Outro trata do acesso de jovens da Maré ao ensino superior. Há várias formas de tentar mensurar essa informação de maneira automatizada e inteligente. No entanto, o Inep, órgão responsável pela aplicação do ENEM, não disponibiliza o domicílio de origem de quem faz a prova, nem sequer a região administrativa da cidade. As escolas estaduais também não mantêm registro de onde os alunos concluintes realizam o exame, o que poderia servir de auxílio para conseguir uma parte desses dados.

O último dos projetos que aqui destaco trata de empregos e mobilidade na Baixada Fluminense, e quanto a esse houve avanço. Foi possível avaliar níveis de empregabilidade da população dessas cidades e tempo de deslocamento para o trabalho, mas não descobrir que porcentagem de trabalhadores de Baixada viaja diariamente para o Rio de Janeiro, que tipo de vagas de emprego é ofertada na Baixada e que tipo é no Rio, etc.

Os casos podem servir para indicar que ainda não temos a experiência necessária para pesquisar informações nos lugares certos: começamos há pouco tempo, são muitas fontes, a informação vem fragmentada, não sabemos todos os caminhos… Nem tutores, nem residentes ou assistentes. Mas também apontam para o fato de que queremos saber de dados de populações que são constantemente negligenciadas pelo poder público.

Ir até o fundo e descobrir o que gostaríamos de saber poderia confirmar nossas suspeitas de que grande parcela da população trans está fora do mercado formal de trabalho e encontra dificuldades para nele se inserir, que jovens favelados e periféricos ainda têm menos acesso ao ensino superior do que a população que vive em outras regiões das cidades e que empregos ofertados no Rio de Janeiro talvez ofereçam remunerações melhores do que os da Baixada Fluminense, justificando um deslocamento diário de aproximadamente duas horas para alguns trabalhadores.

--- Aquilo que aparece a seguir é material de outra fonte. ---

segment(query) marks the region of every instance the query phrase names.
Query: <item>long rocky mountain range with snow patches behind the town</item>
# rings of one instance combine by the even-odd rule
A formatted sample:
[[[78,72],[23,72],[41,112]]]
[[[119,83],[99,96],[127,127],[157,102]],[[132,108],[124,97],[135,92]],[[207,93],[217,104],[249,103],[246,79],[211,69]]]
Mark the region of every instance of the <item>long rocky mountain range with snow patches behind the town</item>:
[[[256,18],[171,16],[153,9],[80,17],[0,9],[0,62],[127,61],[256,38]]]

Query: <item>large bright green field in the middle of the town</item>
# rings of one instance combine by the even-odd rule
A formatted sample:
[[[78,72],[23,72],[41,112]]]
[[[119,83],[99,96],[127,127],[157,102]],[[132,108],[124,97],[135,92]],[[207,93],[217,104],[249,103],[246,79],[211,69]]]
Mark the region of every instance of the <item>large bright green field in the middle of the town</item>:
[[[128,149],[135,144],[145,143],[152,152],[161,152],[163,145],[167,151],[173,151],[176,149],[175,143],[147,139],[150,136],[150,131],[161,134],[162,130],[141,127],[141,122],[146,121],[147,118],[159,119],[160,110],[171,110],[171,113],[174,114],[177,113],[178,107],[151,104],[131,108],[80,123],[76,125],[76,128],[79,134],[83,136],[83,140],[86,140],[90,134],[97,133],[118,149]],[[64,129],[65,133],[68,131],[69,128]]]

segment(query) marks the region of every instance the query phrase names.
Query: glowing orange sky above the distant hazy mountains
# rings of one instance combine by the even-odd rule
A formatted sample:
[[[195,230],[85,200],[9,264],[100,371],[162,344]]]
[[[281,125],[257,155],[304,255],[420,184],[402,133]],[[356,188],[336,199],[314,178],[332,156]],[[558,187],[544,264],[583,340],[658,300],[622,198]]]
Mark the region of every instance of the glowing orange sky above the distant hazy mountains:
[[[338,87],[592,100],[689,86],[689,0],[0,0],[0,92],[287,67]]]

Se esse for o caso, a ausência desses dados não é meramente acidental, mas reveladora da ausência de certos segmentos da população na concepção de diversas políticas públicas, que vão de direitos humanos fundamentais, educação, emprego, desembocando no desenvolvimento local e regional.

Nesse sentido, os dados podem servir para apresentar de forma mais precisa a dimensão desses problemas e ajudar a qualificar o debate em prol de políticas públicas que também sirvam para essas minorias. A produção de dados acerca desses atores serve para nos lembrar que o que temos como relatos na escala micro são pontinhos que, uma vez ligados, podem evidenciar negligência, exclusão e invisibilização numa escala macro. Reivindicá-los pode significar tomar o primeiro passo necessário, o mais tímido, para o início da criação de uma realidade menos desigual.